Incubating the sample added with seed while keeping in contact with unconfined
air: In this scheme, the sample is added with seed and incubated while keeping in contact
with unconfined air. During the incubation, the oxygen required (for the bio-oxidation of
the organic matter present in the sample) is obtained from the surrounding unconfined air.

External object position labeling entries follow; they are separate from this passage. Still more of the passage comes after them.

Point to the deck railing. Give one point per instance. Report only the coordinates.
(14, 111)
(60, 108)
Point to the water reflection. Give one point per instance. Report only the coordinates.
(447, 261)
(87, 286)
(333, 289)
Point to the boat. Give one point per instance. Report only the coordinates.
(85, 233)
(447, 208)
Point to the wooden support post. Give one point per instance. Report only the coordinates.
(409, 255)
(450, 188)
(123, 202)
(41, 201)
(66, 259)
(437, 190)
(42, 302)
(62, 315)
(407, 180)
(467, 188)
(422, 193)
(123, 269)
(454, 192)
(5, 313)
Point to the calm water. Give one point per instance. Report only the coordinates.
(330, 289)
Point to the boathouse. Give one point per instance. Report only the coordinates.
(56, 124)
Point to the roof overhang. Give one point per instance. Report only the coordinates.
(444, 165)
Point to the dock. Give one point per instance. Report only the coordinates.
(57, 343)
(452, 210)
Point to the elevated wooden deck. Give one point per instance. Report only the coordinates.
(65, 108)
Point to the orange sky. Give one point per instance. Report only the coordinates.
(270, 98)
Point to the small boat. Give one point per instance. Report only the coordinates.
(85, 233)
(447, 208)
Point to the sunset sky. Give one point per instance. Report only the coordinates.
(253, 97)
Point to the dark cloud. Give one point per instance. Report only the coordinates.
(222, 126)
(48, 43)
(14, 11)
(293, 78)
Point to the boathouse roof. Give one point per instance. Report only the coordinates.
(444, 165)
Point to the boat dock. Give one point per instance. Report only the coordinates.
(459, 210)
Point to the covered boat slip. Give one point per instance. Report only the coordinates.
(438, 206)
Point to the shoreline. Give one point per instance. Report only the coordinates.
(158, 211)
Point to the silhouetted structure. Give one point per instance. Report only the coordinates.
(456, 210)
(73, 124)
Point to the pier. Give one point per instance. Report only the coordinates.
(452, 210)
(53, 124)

Oxygen transfer from the unconfined air into the sample, the rate of which mainly
depends on the turbulence level in the incubated sample, surface area of the incubated
sample exposed to the unconfined air and dissolved oxygen concentration in the
incubated sample, is quantified and used in the BOD measurement. Accuracy with which
one can measure the oxygen transfer rate will depend on the extent to which the
turbulence level and the exposed area can be maintained constant. One novel method for
achieving this has been confinement of the incubated sample to an oxygen permeable
membrane chamber and controlling the level of mixing with the help of a (electronic)
magnetic stirrer. In this scheme also, the need for diluting the sample is very much
minimized. Garg’s respirometer (ref) is an example for this scheme.